Justin King told Newsnight that consumers should prepare to see considerably higher prices on products produced outside of the UK.
King said: “Something around 40 to 50 percent of what we buy in the shops is sourced abroad in currency other than the pound.
“With the current rates of exchange we can expect that to be around 10 percent more expensive in a years time.
“If that’s about half of what we buy, that means something of the order of five percent inflation.”
There are signs price rises are already filtering through to supermarket shelves.
Unilever was believed to have demanded a 10 percent price rise due to the falling value of the pound against the dollar and euro, and halted deliveries to Tesco when the supermarket refused.

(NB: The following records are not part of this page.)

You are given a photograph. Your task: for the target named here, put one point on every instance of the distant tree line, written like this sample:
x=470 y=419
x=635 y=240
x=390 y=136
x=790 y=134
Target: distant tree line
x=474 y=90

Recounting his experience as head of the supermarket during the 2008-09 financial crisis, King said that the effect of economic turmoil on consumer confidence can take years to come about.
“I think back to the financial crisis and there was a lot of conversation about why we didn’t immediately see the effects on the consumer,” he said. “It was 2010 when consumers changed the way they shopped. That’s the timeline we are talking about.”
The pound remains down around 15 percent against the US dollar since June’s EU referendum.
Speculation of a so-called ‘hard Brexit’ led to sterling reaching a 31-year low in October.
As a currency’s value lowers, inflation can be expected to rise.
According to Bloomberg, UK inflation accelerated last month at the fastest pace for two years.
Barclays said on Monday that inflation in one year’s time would rise faster than at any time since 2011.
The Bank of England forecast this month that consumer price inflation will rise to 2.7 percent in a year’s time, according to Reuters.
But King’s prediction of five percent inflation runs even higher than these figures.
King, who left Sainsbury’s in 2014 and is now vice chairman of a venture capital firm, also hinted that a big name retailer could fail in the near future.
While unable to say which specific retailer might be at risk, King said that those stores able to hold back price rises from customers will be best placed in the market.
“It will become clear overtime who the winners and losers are,” he said.